Evidence presented during the trial demonstrated Watson’s inclusion of inflated and fictitious tax deductions, as well as false business profits and losses, resulting in unjustly larger tax refunds for clients. Witness testimonies revealed that Watson adjusted his preparation fees based on the requested refund amount, typically ranging from $500 to $1,500. The tax loss to the United States amounted to $325,330. Furthermore, Watson failed to file his own tax returns for two years and willfully submitted false tax returns in three other years, which is a violation of the IRS requirements to be a tax preparer.
Chandler Simbeck has been sentenced to 37 months in prison, followed by three years of supervised release, for conspiring to defraud the United States, alongside an order to pay $151,000 in restitution. The case involved a conspiracy between Simbeck and Russell Foreman from March 2020 to October 2020, wherein they submitted fraudulent loan applications to the Small Business Administration (SBA).
Simbeck and Foreman established a limited liability company, Fusion Group, in June 2020, and applied for an Economic Injury Disaster Loan (EIDL) from the SBA. The application contained false information about Fusion Group’s establishment date, revenues, and costs of goods sold. Despite Fusion Group never engaging in any business activities, the SBA approved the loan, depositing $149,900 into Simbeck’s account. Subsequently, Simbeck withdrew funds, including checks and wire transfers, benefiting both himself and Foreman.

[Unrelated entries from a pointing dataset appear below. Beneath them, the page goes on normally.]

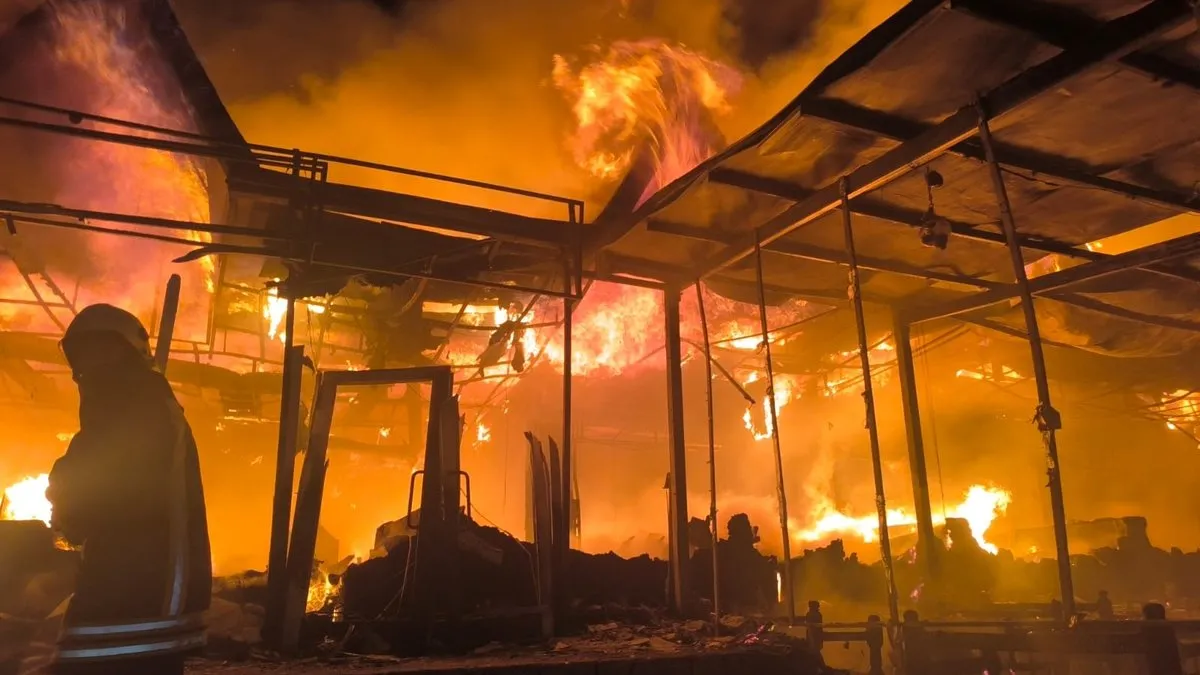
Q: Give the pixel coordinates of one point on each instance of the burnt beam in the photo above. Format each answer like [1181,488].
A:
[667,275]
[1114,40]
[1047,167]
[879,210]
[1165,251]
[817,254]
[1060,30]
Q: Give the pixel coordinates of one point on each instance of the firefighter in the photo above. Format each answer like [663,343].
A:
[129,491]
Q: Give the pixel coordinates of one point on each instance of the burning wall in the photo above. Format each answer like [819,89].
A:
[99,58]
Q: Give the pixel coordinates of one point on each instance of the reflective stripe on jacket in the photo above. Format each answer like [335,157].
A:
[114,640]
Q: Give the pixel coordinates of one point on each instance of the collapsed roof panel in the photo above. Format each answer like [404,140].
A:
[1089,151]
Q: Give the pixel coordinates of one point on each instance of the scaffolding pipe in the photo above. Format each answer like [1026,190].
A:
[677,484]
[790,595]
[167,323]
[285,478]
[563,530]
[1045,417]
[712,461]
[873,432]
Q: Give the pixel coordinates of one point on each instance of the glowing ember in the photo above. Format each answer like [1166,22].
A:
[25,500]
[646,91]
[981,507]
[319,591]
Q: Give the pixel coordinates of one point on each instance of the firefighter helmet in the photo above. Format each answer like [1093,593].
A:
[107,318]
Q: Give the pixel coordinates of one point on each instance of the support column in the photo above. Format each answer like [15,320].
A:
[864,359]
[1047,417]
[927,542]
[563,527]
[285,478]
[780,487]
[678,483]
[712,461]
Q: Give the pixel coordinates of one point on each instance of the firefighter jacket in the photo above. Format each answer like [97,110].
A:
[129,491]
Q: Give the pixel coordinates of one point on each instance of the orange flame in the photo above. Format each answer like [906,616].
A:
[981,507]
[25,500]
[646,91]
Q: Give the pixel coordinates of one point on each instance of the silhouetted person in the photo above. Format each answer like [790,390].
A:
[815,626]
[129,491]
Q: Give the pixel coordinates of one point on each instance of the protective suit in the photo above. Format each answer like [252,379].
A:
[129,491]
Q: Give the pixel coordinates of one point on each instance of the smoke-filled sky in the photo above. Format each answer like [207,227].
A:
[463,87]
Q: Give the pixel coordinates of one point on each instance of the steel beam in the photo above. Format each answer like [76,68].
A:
[1060,33]
[1114,40]
[1047,167]
[927,542]
[1171,250]
[873,431]
[880,210]
[1045,416]
[821,255]
[678,479]
[773,408]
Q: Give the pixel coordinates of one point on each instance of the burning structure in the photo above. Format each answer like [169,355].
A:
[339,302]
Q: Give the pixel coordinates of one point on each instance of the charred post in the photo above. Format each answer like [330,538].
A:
[281,505]
[563,535]
[789,586]
[678,482]
[864,359]
[1047,417]
[167,323]
[927,547]
[712,459]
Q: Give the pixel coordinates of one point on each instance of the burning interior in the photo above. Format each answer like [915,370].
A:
[577,318]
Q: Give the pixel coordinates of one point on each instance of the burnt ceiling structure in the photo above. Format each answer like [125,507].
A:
[1075,93]
[1078,95]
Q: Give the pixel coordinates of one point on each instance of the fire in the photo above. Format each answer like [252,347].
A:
[615,327]
[981,507]
[321,589]
[275,310]
[646,91]
[783,395]
[25,500]
[97,47]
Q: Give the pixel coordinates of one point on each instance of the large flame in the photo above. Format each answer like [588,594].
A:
[97,40]
[981,507]
[783,395]
[25,500]
[646,91]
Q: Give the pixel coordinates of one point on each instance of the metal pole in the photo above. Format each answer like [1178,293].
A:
[678,484]
[712,460]
[927,548]
[167,323]
[1047,417]
[285,478]
[864,359]
[790,596]
[563,529]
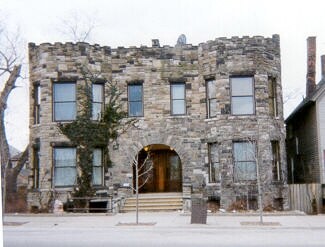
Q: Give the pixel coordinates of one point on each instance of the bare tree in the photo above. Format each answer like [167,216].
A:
[142,173]
[10,70]
[77,26]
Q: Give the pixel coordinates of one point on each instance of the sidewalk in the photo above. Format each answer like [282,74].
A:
[164,220]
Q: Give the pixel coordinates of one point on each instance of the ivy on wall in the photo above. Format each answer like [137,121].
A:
[87,134]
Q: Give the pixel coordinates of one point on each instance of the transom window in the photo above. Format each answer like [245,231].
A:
[64,166]
[64,100]
[211,98]
[97,177]
[244,161]
[178,104]
[97,100]
[135,100]
[242,95]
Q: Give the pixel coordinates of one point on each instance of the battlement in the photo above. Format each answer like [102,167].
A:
[156,51]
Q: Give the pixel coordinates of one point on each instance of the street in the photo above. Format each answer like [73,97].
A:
[170,229]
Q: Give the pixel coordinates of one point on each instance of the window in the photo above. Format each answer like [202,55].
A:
[214,165]
[37,103]
[64,166]
[178,99]
[64,101]
[276,165]
[135,100]
[97,100]
[242,96]
[244,161]
[36,160]
[211,98]
[273,106]
[97,177]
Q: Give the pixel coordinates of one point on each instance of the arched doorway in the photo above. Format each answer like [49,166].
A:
[162,172]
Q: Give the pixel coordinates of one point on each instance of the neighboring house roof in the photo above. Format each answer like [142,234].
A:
[320,89]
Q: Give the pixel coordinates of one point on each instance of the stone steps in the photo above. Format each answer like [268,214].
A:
[155,202]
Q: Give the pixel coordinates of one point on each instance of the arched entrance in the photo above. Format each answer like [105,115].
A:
[162,172]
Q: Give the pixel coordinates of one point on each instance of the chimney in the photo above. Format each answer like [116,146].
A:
[323,67]
[311,62]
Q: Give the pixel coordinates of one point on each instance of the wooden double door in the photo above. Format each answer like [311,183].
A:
[165,172]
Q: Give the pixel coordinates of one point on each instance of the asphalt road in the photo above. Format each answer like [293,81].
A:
[169,230]
[151,236]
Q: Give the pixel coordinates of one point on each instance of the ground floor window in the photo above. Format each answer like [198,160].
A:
[214,165]
[276,165]
[64,166]
[97,177]
[244,154]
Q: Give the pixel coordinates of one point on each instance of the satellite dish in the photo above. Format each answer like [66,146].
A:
[181,40]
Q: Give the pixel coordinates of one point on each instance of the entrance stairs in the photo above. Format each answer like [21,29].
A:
[154,202]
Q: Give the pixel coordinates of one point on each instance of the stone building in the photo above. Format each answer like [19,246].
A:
[306,127]
[210,114]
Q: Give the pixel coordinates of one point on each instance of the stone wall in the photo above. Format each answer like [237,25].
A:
[156,67]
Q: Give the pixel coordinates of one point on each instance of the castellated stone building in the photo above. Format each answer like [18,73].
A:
[211,115]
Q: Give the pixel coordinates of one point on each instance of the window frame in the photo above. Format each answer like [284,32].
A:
[102,102]
[235,167]
[252,95]
[212,165]
[36,166]
[273,99]
[172,84]
[276,161]
[208,99]
[55,102]
[135,101]
[37,102]
[64,167]
[101,166]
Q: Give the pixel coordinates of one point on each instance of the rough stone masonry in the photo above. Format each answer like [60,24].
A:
[197,137]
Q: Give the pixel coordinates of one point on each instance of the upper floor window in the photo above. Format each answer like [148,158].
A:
[64,166]
[242,95]
[214,165]
[97,177]
[97,100]
[273,106]
[178,104]
[244,154]
[64,101]
[135,100]
[211,98]
[36,163]
[276,164]
[37,103]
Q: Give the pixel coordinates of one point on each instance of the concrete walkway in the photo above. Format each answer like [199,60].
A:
[164,220]
[163,229]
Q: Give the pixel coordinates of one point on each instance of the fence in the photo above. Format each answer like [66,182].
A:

Simbeck also obtained a $1,000 EIDL grant through a misleading application in his name, and he attempted to secure Paycheck Protection Program (PPP) loans for two other businesses through applications containing false information. The fraudulent activities took advantage of the Coronavirus Aid, Relief, and Economic Security (CARES) Act, designed to provide financial assistance during the COVID-19 pandemic.
It’s worth noting that the oldest case dates back to a 2013 fraud incident, and in another case the CI pursued a taxpayer for over $151,000. Prosecuting tax fraud has no statute of limitations, regardless of the amount involved. As tax season approaches, it’s a good idea to remember the importance of sticking to the rules, and staying compliant with tax regulations. Unless orange is your color.